Chiamata anche, Olivo di Nardò, Cellina inchiastra, Leccese, Saracena, Scurranese, Cafarella, Visciola, è diffusa nella provincia di Lecce, soprattutto nel nord e centro della penisola. La pianta ha un portamento assurgente, vigoroso e a chioma folta. E’ resistente al freddo, alla rogna, al cicloconio (occhio di pavone) e alla mosca dell’ulivo. La produttività è buona e costante e dalle proprietà organolettiche eccellenti anche se la resa, rispetto ad altre varietà, è bassa (15-18 %). L’olio che se ne ricava ha un profumo fruttato intenso e il gusto è armonico con sensazioni evidenti di mandorla, pomodoro ed erba, con retrogusto piacevole di amaro.

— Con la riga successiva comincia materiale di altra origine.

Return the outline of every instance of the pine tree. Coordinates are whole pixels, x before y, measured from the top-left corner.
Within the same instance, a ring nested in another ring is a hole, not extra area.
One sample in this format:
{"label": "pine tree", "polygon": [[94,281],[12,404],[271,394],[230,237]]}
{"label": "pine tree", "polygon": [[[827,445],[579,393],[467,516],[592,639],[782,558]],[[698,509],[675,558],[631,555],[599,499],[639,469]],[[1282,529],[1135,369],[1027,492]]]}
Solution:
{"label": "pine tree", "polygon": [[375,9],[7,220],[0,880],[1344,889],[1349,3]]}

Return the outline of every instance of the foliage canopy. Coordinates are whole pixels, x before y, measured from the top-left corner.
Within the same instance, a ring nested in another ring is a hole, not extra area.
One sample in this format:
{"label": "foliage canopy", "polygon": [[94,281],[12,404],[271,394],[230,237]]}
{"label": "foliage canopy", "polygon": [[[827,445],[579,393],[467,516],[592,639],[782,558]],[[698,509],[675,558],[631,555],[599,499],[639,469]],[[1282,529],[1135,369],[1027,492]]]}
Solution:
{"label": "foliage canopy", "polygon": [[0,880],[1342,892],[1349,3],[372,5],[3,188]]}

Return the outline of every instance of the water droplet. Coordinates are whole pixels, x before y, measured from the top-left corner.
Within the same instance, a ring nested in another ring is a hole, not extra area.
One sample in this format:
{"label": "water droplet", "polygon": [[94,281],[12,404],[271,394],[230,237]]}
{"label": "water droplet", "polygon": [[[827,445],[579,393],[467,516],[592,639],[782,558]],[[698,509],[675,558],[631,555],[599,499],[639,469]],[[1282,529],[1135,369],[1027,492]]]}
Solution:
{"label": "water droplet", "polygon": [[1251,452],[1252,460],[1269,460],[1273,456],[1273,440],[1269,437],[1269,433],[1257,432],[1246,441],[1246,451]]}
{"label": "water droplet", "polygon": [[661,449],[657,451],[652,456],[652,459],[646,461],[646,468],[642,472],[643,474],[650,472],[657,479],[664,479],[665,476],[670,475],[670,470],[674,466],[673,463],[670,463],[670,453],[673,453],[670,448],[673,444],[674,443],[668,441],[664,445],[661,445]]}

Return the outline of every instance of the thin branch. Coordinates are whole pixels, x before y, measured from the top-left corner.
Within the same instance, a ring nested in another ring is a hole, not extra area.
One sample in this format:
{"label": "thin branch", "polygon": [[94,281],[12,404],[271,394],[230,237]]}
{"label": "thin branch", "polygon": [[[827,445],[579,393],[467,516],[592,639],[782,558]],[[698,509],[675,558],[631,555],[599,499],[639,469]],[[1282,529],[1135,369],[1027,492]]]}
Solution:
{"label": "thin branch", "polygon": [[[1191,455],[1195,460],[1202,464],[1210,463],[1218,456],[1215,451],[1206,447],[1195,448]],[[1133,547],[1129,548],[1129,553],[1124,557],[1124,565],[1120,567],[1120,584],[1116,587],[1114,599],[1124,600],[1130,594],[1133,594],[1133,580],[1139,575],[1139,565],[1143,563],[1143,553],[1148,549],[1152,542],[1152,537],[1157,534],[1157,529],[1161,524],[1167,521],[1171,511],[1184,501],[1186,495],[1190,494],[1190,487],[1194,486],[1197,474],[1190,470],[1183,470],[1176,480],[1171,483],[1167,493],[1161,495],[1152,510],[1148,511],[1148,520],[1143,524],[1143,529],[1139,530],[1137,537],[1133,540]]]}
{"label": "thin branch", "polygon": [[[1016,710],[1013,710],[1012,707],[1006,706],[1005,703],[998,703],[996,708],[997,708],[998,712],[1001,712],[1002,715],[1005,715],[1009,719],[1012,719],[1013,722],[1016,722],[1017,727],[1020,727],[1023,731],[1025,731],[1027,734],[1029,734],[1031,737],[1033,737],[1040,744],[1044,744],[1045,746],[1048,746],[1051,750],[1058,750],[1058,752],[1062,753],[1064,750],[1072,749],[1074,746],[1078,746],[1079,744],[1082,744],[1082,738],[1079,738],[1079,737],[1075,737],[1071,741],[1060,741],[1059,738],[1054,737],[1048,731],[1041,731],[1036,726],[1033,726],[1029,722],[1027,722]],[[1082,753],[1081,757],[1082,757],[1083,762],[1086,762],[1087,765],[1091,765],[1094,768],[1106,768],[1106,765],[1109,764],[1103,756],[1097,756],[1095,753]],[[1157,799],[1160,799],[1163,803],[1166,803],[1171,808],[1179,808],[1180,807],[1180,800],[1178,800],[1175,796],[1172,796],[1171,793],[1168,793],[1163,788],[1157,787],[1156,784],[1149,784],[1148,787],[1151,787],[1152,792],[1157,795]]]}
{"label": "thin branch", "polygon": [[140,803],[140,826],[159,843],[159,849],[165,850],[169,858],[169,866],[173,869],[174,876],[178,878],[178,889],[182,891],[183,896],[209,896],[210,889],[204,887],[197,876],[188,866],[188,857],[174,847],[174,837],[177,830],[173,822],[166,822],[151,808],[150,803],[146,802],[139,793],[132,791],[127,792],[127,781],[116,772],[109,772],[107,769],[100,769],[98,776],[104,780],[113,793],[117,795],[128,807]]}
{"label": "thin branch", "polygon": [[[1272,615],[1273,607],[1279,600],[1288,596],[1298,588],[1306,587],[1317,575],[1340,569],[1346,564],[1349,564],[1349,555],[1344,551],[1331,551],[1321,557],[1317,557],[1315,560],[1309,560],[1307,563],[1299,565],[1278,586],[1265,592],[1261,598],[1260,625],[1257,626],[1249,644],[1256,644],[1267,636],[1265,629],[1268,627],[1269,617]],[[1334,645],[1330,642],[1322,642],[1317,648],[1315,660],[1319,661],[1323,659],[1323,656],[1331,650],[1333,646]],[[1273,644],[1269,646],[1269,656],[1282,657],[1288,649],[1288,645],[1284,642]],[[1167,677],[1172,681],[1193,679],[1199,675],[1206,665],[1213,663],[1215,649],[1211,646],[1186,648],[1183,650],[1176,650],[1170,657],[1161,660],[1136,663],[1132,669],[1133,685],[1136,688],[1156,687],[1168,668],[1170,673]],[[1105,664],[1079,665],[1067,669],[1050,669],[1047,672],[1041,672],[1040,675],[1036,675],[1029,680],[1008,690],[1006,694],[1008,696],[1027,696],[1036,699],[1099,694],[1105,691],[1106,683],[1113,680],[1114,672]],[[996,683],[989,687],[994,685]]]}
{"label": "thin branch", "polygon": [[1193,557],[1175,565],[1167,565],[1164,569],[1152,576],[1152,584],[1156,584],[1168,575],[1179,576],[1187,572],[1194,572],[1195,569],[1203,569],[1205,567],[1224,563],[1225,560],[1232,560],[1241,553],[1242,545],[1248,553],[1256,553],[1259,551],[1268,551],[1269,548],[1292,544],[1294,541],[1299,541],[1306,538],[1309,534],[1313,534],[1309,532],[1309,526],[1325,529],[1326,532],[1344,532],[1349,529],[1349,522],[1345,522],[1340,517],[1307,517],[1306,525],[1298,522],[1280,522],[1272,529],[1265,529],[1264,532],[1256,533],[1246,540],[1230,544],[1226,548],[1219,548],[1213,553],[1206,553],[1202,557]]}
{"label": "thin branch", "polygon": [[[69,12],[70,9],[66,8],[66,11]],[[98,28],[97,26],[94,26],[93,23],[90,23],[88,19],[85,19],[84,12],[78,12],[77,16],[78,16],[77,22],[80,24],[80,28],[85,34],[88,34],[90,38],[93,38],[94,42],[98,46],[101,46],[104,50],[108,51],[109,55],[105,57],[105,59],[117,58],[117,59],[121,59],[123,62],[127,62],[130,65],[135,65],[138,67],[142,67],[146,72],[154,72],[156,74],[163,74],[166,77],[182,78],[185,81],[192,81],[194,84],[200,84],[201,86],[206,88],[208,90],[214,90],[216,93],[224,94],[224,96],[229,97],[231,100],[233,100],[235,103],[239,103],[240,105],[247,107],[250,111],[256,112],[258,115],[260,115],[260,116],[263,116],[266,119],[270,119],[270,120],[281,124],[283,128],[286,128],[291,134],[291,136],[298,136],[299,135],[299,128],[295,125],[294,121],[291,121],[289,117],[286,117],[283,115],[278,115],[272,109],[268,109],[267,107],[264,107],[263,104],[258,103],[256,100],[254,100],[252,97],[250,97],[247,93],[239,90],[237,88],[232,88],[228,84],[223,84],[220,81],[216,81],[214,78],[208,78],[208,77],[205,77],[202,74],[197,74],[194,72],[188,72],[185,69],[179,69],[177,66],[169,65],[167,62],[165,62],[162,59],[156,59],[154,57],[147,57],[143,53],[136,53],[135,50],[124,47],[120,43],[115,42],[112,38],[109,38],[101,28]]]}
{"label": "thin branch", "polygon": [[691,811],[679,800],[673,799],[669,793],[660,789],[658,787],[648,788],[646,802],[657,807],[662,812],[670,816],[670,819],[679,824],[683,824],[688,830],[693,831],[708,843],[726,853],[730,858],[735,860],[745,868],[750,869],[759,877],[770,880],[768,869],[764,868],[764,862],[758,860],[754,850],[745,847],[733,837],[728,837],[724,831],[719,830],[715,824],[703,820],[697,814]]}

Una curiosità: tutti gli appezzamenti che fanno parte della proprietà sono indicati con vari nomi, a volte quasi incomprensibili ( Patula, Monterucola, Gazzirri, Bollato, Santa Barbara, Cirimino, Pilacci, Foragne, Murrune ecc.), dovuti a, conformazione geomorfologia del terreno, vecchi proprietari e/o affittuari, tipi di costruzioni presenti, varietà di piante presenti, ecc.; la denominazione “Foragne” scelta per il nostro olio, è il nome di un appezzamento che si trova a Cursi esteso 03.17.75 Ettari con circa 316 piante dell’età di quasi 200 anni.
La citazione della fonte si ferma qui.